Unlocking the Bottlenecks in Computer Vision + AI

Startups that succeed are those that succeed in creating value. And the value that we seek is the betterment of our human processes. We join accelerators to speed up the adventure, but entrepreneurs discover obstacles, and it’s the overcoming of those blocks that help us uncover the value of our endeavors. Here’s Chooch’s own example. (Blog post written & contributed by Chooch.ai)

When Chooch AI joined Founders Space, we thought we were doing Visual Search, providing a way to search for products in videos and images. We thought we were creating an advertising platform with some simple machine learning that would result in a way to serve ads, among other things, because we could identify things and then add tags to images. We noticed, though, that training an AI to learn had bottlenecks, many bottlenecks. In fact, solving one bottleneck after another was the key to unlocking our Computer Vision + AI solution we call Visual AI As A Service or simply, Visual AI. Chooch AI can now handle any visual task.

We focused on AI training and layering the different types of neural networks because although some people may be smart enough to build an AI by slapping together TensorFlow or similar frameworks, the problem really is, how do you layer the different neural networks, train them, make sure it works in synchrony, and then scale it?
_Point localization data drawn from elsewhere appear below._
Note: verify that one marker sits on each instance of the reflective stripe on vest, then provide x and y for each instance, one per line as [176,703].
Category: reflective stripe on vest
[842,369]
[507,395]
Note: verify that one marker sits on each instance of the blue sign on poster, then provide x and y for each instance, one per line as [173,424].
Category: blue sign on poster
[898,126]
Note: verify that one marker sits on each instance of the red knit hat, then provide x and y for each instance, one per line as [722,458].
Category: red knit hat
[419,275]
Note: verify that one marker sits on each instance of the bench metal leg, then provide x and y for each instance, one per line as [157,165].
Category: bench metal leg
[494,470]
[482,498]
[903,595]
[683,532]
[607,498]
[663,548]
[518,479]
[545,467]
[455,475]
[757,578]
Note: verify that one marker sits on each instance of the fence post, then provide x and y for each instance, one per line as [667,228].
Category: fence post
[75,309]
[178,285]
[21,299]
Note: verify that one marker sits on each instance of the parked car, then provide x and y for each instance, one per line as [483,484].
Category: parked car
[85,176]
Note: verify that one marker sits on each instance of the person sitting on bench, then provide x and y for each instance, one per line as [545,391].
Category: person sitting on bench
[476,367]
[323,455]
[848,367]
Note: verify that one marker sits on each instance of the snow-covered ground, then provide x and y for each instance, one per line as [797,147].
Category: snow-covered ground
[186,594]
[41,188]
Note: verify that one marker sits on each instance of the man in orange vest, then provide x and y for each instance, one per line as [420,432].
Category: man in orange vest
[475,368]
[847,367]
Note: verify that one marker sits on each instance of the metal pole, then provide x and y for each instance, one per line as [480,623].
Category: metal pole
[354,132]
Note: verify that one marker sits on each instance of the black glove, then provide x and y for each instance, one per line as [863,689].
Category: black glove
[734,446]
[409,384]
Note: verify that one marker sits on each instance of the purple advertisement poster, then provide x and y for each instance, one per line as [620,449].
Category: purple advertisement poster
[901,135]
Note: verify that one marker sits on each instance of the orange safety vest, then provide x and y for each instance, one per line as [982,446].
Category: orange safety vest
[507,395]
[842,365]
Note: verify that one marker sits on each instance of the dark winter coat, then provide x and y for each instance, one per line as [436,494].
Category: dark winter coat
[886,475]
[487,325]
An AI is just an empty shell, a model with no content, a brain with no learning, a robot as dumb as an empty tin can. Even now, four years in building Chooch AI we are still teaching our AI content. We are also teaching it to learn, making it more and more trainable.

The models we keep building relate visual data to perceptions, and there are multiple neural networks that generate predictions and validate each other, representing the visual world in some form. This means that we are not just in the process of teaching Chooch everything visual in the world, content of any kind, but we are also teaching Chooch how to see the world in context, creating models that represent perceptions of an anomaly, radar data, counting, among many other things the human brain knows how to do naturally.

We just completed a face realness model known as liveness detection to make sure facial authentication is being performed on a live face. This solution was then benchmarked by a large international software development company for a top 100 global bank, both of which shall remain unnamed for now. Chooch AI was literally the only Visual AI system that succeeded not only in flawless identification of people it was trained to recognize, but our liveness detection model also knew when the camera was not being exposed to a live face, even when a mask or videos were so real it fooled humans.

Liveness detection is a bottleneck in the widespread adoption of Facial Authentication and we’ve got it working. If you are a software developer you can check out our facial authentication documentation posted on our site. If you work in startups but you are not a developer, you can check out our AI iPhone app demo. Even with our app, you can train Chooch to recognize your face. Here’s a demo video in which we train Chooch to recognize a sculpture.

A sculpture’s face would never pass a liveness test, and likewise, startups that don’t find breakthroughs in bottlenecks won’t pass the value creation test. Why would anyone seek to build any startup? To unlock some kind of bottleneck – a better process, a better product, a better service that meets a need in the market. This is called product-market fit, and we found a need for an end-to-end, highly trainable computer vision AI, both in visual content and models.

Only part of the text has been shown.